Con un borboteo profundo y un crujido sobrenatural, el Valparaíso empezó a girar, de norte a este a sur a oeste, una y otra vuelta, mientras la proa se hundía bruscamente, convirtiendo la corriente de Groenlandia en un remolino espumoso al tiempo que el timón de diez toneladas, las hélices grandes como norias y la quilla colosal salían al aire. De nivel en nivel, de una escalera de cámara a otra, la superestructura descendió —camarotes, cocina, sala de oficiales, timonera, chimenea, árbol, bandera del Vaticano—, deslizándose en la vorágine como si entraran en la boca de un mero inimaginable, los ojos de buey brillando intensamente incluso después de que hubieran descendido bajo las olas.

—Adiós, viejo amigo. —Anthony se llevó la mano a la frente y disparó un saludo contundente—. Te echaré de menos —gritó al otro lado del mar invadido por el hielo. Los alcatraces chillaron, el viento aulló, las mandíbulas acuosas se cerraron con un rugido—. Fuiste el mejor —le dijo el capitán a su barco cuando éste empezó su último viaje, una caída lenta e inexorable desde la superficie espumosa del Mar de Noruega hasta la negrura impenetrable de la Dorsal de Mohns, a cinco mil brazas de profundidad.

Hijo

El rostro divino seguía ardiendo cuando el Maracaibo llegó, con zarcillos de humo negro y denso que le salían de las mejillas y flotaban hacia la isla de Jan Mayen, al noroeste. Miles de pelillos del bigote le moteaban la carne carbonizada y expuesta de la mandíbula larga, rodeando los labios cubiertos de escarcha y la sonrisa helada, apuntando hacia arriba como los restos esqueléticos de un fuego forestal. Anthony vio que Dios se había quedado sin barba como él.

A pesar de los oficiales y marineros de sobra, a la compañía del Maracaibo le llevó todo el día sacar las cadenas cortadas, atarlas alrededor de la superestructura y empalmar los extremos toscos.

—Avante, despacio —ordenó Anthony.

Las cadenas se tensaron, rechinando contra las paredes de la camareta alta, pero la base resistió y el Corpus Dei avanzó. A las 1830 horas el capitán dio el avante a toda máquina, se tragó la taza de café número cuatrocientos veintiséis desde Nueva York y puso rumbo al Polo.

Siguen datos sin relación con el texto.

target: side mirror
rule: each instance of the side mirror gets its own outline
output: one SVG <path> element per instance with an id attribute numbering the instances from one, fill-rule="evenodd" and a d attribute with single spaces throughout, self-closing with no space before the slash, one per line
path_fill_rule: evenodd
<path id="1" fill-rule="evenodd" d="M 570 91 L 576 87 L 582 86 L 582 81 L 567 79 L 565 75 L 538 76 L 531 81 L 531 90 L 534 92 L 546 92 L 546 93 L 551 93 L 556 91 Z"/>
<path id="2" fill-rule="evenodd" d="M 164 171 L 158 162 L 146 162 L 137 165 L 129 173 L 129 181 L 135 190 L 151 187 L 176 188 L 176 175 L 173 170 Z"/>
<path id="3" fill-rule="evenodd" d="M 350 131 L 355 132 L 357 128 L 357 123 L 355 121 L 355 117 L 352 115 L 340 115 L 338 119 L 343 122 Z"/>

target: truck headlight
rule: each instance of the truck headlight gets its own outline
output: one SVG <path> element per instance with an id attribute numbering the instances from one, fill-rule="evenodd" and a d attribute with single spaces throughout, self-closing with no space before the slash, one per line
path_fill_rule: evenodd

A Anthony no le gustaba el Carpco Maracaibo. Apenas podía sacarle cinco nudos; incluso si el petróleo oneroso de la bodega desapareciera por arte de magia, dudaba que le diera más de seis nudos. No tenía alma, este petrolero. Los arcángeles habían sabido verdaderamente lo que hacían cuando eligieron el Valparaíso.

La noche en que empezó el remolque, Cassie se estableció en el camarote de Anthony, un ambiente que se había vuelto de una tropicalidad muy erótica gracias al aire de veintiséis grados que Crock O’Connor tenía la amabilidad de bombear desde la sala de máquinas.

—He de saber algo —dijo ella, conduciendo el cuerpo desnudo de Anthony hacia la litera—. Si nuestro plan de Midway hubiera funcionado y Dios se hubiera hundido, ¿me habrías perdonado?

—Esa pregunta no es justa.

—Es verdad. —Empezó a engalanarle con un Supersensible decorado, el diseño superventas del poste de barbería, superado en popularidad sólo por la serpiente cascabel—. ¿Cuál es la respuesta?

—Es probable que nunca te hubiese perdonado —respondió Anthony, gozando del modo en que el sudor le llenaba el escote como un río fluyendo por una garganta—. Sé que ésa no es la respuesta que querías oír, pero…

—Pero es la que esperaba —confesó ella.

—Ahora yo he de saber algo. —Le tapó la oreja con la lengua y la movió en el interior—. Supongamos que se te presentara otra oportunidad para destruir mi cargamento. ¿La aprovecharías?

—Y que lo digas.

—No tienes por qué contestar en seguida.